Sybille de Sélys, mère de Delphine Boël, veut intervenir au procès

Sybille de Selys-Longchamps, mère de Delphine Boël, veut intervenir au procès
Sybille de Selys-Longchamps, mère de Delphine Boël, veut intervenir au procès - © Tous droits réservés
Belga News

Sybille de Sélys Longchamps veut être partie prenante au procès intenté par sa fille Delphine Boël pour obtenir la confirmation que le roi Albert II est bien son père biologique. Le tribunal a fixé ce mardi matin le calendrier, la prochaine audience aura lieu le 3 septembre 2013. L'audience de ce mardi n'était qu'une simple séance d'introduction, ont précisé les avocats des deux parties.

La première audience dans le cadre de cette affaire a eu lieu ce mardi matin à huis clos devant le tribunal de première instance de Bruxelles. La prochaine audience se tiendra le 3 septembre.

Les avocats doivent désormais échanger des propositions de dates pour les prochaines audiences. Le 3 septembre, après les vacances judiciaires, le tribunal de première instance se réunira à nouveau afin de fixer le calendrier, en cas d'accord entre les parties. Les avocats devront alors se revoir afin de déposer leurs conclusions.

Aucun avocat n'a souhaité faire de commentaires sur l'état d'esprit de ses clients. "Ils sont soumis au code civil, ils sont attaqués et ils se défendent", a cependant glissé Alain Berenboom, conseil du roi Albert, du prince Philippe et de la princesse Astrid, cités à comparaître par Delphine Boël. "Nous avons développé les bons arguments."

Alain Berenboom a également précisé qu'il était déjà intervenu, au nom du Palais, pour aider Delphine Boël dans sa vie professionnelle. "Il y a quelques mois, je suis entré en contact avec une entreprise qui ne voulait pas collaborer avec elle en raison de ses relations délicates avec le Palais", a-t-il précisé. "Je suis donc un peu surpris qu'elle fasse état de discrimination dans son assignation."

La baronne est sortie de son silence pour la deuxième fois en quelques jours, afin de soutenir sa fille dans ses démarches. "Mais la mère de Delphine devra d'abord prouver qu'elle a une raison d'être 'partie intervenante' au procès. Si c'est le cas, le juge pourra prendre en compte ses réclamations", explique un président de tribunal, peut-on lire mardi dans Sudpresse, Het Nieuwsblad et De Standaard.

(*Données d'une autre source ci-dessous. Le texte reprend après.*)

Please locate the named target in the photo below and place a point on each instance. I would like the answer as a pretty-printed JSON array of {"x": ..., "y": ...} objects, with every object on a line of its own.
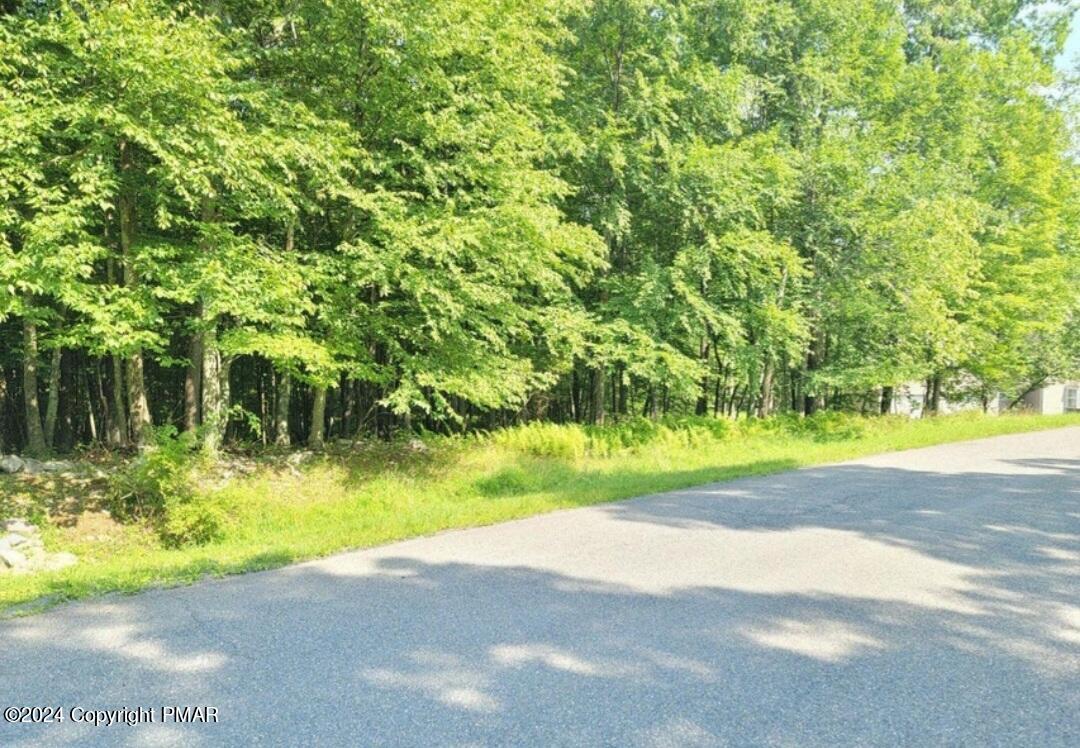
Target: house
[
  {"x": 909, "y": 399},
  {"x": 1054, "y": 397}
]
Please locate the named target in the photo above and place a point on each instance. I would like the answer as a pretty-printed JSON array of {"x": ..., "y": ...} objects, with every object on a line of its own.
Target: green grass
[{"x": 377, "y": 493}]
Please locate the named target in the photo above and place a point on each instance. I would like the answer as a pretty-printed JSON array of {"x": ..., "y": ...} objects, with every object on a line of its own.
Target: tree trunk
[
  {"x": 212, "y": 416},
  {"x": 318, "y": 419},
  {"x": 597, "y": 377},
  {"x": 52, "y": 406},
  {"x": 887, "y": 394},
  {"x": 192, "y": 384},
  {"x": 281, "y": 436},
  {"x": 140, "y": 422},
  {"x": 91, "y": 421},
  {"x": 35, "y": 436},
  {"x": 811, "y": 400},
  {"x": 137, "y": 400},
  {"x": 935, "y": 394},
  {"x": 118, "y": 430},
  {"x": 765, "y": 408}
]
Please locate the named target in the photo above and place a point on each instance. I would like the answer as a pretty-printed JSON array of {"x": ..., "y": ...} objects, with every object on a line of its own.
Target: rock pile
[
  {"x": 22, "y": 549},
  {"x": 13, "y": 463}
]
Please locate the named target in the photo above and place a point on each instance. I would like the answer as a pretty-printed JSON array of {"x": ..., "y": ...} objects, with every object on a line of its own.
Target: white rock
[
  {"x": 12, "y": 558},
  {"x": 10, "y": 463},
  {"x": 57, "y": 466},
  {"x": 57, "y": 561},
  {"x": 34, "y": 466},
  {"x": 17, "y": 526}
]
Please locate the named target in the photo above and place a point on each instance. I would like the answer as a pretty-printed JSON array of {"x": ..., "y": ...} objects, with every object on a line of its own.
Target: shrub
[
  {"x": 544, "y": 439},
  {"x": 158, "y": 488}
]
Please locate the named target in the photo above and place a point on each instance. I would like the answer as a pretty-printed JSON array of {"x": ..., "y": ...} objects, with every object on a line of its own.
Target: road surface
[{"x": 929, "y": 597}]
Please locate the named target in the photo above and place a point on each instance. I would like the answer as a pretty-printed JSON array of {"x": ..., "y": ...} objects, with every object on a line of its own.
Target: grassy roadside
[{"x": 375, "y": 493}]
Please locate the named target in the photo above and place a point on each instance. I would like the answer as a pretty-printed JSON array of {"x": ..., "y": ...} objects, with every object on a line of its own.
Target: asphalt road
[{"x": 929, "y": 597}]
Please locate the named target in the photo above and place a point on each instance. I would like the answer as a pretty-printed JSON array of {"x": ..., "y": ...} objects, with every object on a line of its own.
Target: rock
[
  {"x": 298, "y": 458},
  {"x": 17, "y": 526},
  {"x": 14, "y": 540},
  {"x": 34, "y": 466},
  {"x": 12, "y": 558},
  {"x": 57, "y": 561},
  {"x": 57, "y": 466},
  {"x": 10, "y": 463}
]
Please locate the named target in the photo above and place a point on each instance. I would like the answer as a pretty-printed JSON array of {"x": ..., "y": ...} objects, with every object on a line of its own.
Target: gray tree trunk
[
  {"x": 192, "y": 384},
  {"x": 137, "y": 400},
  {"x": 281, "y": 436},
  {"x": 35, "y": 435},
  {"x": 315, "y": 438},
  {"x": 54, "y": 397},
  {"x": 213, "y": 416}
]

Que contient le dossier de Delphine Boël? Va-t-elle mettre sur la table d'autres éléments qu'une simple demande d'expertise ADN?
La baronne Sybille de Sélys Longchamps évoque par exemple l'existence d'une correspondance dans laquelle le prince Albert à l'époque parlait de sa fille et disait combien il l'aimait.
 
Première étape: mettre à néant la paternité de Jacques Boël
 
Delphine Boël sort ses griffes et donc peut-être aussi des armes secrètes. Il faut dire que ses chances d'aboutir sont extrêmement maigres. La personne du Roi est inviolable selon l'article 88 de la Constitution. Autrement dit, tant qu'il n'aura pas abdiqué, il est exclu de le contraindre à pratiquer un quelconque test ADN.
 
Pourtant, cette reconnaissance de paternité Delphine Boël dit en avoir un besoin crucial: elle veut une certitude sur son identité, elle veut mettre fin à ce qu'elle appelle des discriminations que "son" milieu lui fait subir. Le hic c'est que Delphine est déjà légalement la fille de Jacques Boël qui lui aussi est cité à comparaître. Pourquoi? Parce qu'il faudra, en première étape, une mise à néant de cette paternité-là.